- Theatrical release poster
- Directed by: Lazarus L. Wolk Doris Wishman (unbilled)
- Written by: Doris Wishman
- Produced by: Doris Wishman, Martin Caplan
- Starring: Greg Conrad Dolores Carlos Earl Bauer
- Cinematography: Lazar
- Edited by: Paul Falkenberg (as Victor F. Paul)
- Music by: Song 'Hideout in the Sun' by Judith J. Kushner
- Production companies: Wica Pictures, Inc.
- Release date: February 1960;
- Running time: approx. 70 minutes
- Country: United States
- Language: English
- Budget: $10,000

= Hideout in the Sun =

Hideout in the Sun is a 1960 American nudist film directed by Doris Wishman and Larry "Lazarus" Wolk and starring Greg Conrad, Dolores Carlos and Earl Bauer. Produced by Wishman and Martin Caplan, it was the director's debut feature. She would go on to make numerous sexploitation films.

==Plot==
Brothers Duke and Steve Martin hold up a bank. Their escape plans go awry, however, and they kidnap Dorothy and force her to hide them at her members-only nudist camp. Steve and Dorothy spend the afternoon mingling with the camp's patrons and Steve grows increasingly fond of both Dorothy and of nudism. In order to protect her, Steve convinces Duke to flee the camp with him. After an argument, Duke knocks Steve unconscious and escapes with their ill-gotten gains into the Miami Serpentarium, a roadside attraction. Alerted by a clerk, a policeman arrives to arrest Duke, who is bitten by a king cobra and dies. Meanwhile, Steve returns to the nudist camp, proclaims his love for Dorothy, and awaits his arrest. Dorothy promises to wait for his release.

==Cast==
- Greg Conrad as Duke Martin
- Dolores Carlos as Dorothy Courtney, who also appeared in Diary of a Nudist (1961)
- Earl Bauer as Steve Martin
- Carol Little as Betty
- Ann Richards as Ann
- Mary Jane Line as Mary
- Pat Reilly as Pat
- Fran Stacey as Fran
- Dick Falcon as Dick
- Richard Schmitz as George
- Olivia Ann Line as Olivia
- John C. Line as John
- Paul C. Line as Paul
- Walter Film as Rodriquez

== Reception ==
The movie was banned from showing in Memphis, Tennessee, due to Lloyd Binfords Memphis Censor Board. The movie was also banned in Kansas.
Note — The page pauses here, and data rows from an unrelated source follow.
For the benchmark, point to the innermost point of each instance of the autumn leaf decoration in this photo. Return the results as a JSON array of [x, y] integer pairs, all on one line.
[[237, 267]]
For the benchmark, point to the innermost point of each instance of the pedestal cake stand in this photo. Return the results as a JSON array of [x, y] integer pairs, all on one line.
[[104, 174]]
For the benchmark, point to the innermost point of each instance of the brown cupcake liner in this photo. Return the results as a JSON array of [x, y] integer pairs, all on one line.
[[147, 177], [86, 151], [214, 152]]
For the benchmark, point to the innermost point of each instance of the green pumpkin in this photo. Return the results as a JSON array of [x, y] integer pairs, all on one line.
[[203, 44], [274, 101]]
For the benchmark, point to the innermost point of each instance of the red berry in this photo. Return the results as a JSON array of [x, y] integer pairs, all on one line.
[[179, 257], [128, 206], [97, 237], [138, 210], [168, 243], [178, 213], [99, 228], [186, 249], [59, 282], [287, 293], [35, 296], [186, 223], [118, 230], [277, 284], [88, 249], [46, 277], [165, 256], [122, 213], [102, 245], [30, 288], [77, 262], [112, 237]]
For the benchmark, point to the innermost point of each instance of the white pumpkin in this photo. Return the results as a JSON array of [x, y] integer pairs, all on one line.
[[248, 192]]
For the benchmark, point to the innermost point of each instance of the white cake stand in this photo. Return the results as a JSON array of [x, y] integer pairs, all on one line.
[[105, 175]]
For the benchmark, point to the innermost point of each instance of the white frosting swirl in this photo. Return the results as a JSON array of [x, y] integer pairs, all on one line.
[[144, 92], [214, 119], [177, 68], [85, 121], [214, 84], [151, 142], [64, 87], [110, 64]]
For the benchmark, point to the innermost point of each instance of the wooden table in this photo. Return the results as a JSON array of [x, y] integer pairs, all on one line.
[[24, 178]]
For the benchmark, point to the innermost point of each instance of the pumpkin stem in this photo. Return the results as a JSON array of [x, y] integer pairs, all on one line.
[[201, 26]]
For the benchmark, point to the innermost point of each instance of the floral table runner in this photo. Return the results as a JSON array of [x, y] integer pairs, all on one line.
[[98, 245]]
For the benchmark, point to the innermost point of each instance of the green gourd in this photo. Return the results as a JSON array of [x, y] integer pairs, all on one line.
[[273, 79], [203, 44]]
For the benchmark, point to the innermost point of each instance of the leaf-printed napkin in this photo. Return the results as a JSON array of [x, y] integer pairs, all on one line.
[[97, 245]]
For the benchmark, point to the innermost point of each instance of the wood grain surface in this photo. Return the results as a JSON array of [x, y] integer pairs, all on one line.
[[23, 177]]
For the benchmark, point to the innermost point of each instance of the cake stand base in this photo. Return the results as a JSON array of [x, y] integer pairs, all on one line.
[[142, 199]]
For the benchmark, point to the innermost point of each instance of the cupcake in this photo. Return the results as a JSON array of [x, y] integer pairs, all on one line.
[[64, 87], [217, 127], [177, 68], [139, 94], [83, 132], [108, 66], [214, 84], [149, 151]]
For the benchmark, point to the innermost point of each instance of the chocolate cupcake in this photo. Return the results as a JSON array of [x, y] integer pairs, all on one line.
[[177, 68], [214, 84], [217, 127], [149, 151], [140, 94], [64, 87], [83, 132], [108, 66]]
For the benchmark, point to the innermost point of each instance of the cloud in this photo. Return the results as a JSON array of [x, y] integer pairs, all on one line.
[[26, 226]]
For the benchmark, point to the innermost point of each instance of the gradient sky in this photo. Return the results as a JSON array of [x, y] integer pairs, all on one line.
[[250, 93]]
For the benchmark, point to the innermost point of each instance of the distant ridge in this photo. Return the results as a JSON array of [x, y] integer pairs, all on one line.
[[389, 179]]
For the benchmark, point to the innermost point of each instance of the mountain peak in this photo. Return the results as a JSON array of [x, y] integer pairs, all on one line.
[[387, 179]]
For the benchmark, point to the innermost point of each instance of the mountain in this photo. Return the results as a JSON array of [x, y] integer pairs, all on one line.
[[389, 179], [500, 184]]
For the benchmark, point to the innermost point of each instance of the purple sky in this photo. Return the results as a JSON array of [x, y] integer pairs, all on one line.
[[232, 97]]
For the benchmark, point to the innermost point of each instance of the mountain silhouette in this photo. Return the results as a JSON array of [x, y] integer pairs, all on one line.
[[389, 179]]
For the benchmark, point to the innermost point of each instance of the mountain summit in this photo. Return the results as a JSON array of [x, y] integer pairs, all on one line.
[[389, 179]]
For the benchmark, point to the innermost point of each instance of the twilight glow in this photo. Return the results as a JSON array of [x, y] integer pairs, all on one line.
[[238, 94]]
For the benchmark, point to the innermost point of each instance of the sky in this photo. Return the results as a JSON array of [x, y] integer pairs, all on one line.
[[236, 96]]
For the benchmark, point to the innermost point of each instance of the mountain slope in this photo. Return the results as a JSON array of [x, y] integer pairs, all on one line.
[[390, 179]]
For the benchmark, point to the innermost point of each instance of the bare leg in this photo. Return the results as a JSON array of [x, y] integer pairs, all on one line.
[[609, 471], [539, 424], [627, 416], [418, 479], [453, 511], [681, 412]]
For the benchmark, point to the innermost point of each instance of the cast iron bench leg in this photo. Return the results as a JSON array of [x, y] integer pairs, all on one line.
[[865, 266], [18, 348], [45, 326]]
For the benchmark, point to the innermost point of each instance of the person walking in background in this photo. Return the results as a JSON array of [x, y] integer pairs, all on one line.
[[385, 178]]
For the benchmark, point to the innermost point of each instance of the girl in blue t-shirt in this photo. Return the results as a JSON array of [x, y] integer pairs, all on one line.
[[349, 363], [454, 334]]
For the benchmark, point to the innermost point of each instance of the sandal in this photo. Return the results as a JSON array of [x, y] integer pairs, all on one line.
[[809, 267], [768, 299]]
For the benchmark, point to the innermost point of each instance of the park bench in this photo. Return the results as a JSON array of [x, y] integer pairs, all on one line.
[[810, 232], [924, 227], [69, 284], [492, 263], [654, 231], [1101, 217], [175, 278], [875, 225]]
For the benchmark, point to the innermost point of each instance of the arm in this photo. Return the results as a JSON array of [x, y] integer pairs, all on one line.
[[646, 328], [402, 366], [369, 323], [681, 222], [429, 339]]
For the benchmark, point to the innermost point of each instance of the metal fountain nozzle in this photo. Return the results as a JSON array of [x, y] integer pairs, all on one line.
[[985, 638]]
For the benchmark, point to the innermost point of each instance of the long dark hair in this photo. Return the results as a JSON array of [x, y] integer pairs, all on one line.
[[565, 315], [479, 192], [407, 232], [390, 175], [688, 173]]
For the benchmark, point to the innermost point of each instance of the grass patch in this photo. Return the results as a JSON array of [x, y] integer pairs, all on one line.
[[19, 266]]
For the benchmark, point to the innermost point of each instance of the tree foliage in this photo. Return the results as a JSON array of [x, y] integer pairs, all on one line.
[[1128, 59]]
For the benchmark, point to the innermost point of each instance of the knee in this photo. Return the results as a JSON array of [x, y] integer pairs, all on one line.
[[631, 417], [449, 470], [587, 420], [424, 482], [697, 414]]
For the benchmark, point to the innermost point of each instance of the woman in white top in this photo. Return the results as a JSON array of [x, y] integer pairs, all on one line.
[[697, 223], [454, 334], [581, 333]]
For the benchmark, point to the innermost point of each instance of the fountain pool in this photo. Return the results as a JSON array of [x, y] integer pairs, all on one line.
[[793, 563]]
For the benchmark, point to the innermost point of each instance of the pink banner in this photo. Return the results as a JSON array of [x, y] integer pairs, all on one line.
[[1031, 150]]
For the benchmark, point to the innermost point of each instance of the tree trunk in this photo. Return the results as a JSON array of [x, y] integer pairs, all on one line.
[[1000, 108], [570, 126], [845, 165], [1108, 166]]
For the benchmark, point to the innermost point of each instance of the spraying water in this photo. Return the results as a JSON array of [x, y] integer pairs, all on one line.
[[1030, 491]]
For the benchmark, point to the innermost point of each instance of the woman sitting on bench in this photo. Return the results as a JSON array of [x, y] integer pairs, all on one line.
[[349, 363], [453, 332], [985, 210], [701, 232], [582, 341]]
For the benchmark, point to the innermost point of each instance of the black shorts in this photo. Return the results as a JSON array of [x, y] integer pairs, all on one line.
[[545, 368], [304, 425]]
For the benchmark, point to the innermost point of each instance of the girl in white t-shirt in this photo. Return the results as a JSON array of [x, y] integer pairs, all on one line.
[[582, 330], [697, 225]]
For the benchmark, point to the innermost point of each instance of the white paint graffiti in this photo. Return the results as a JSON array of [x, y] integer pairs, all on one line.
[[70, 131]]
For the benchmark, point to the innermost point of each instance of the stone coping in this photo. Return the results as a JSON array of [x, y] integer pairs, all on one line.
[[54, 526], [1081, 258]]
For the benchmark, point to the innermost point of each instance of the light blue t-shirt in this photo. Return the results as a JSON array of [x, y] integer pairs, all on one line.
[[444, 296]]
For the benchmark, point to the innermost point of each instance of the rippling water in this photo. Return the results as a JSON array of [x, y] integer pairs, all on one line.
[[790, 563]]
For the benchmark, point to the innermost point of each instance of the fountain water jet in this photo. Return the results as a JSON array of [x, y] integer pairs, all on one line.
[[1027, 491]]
Bill Gibron of PopMatters wrote "lacking anything remotely randy and giving equal time to both the actual nudists and the professional models hired to play topless, this is early raincoat-crowd fodder at its most tame and blameless." He also noted that "while the movie may seem docile by today's standard, it was positively shocking in 1960."

In his review for DVD Talk, Paul Mavis stated "what could have been in the hands of a half-way competent director either an entertaining B-flick with guns and naked broads, or a sly parody of the genre with plenty of opportunities for farce, is resolutely humdrum in the hands of shaky first-time director Wishman."

In a 1962 review in Vision, the author wrote, "the plot of the film is so ludicrous that had it been intended for a ten minute short it would have been one of the funniest, wildest ever; needless to say, the dramatic urgency comes to a grinding halt once we hit the nudist colony."

== Box office ==
Variety wrote: "Hideout in the Sun grossed nearly $12,000 in opening week at the Variety Theatre, Miami Beach, according to a spokesman for the theatre. This is the biggest single week's take in the 14-year history of the house, he said." During the opening week of the film at the theater, Dolores Carlos and two female co-stars were featured on the stage nightly, and also appeared in newspaper and radio advertising.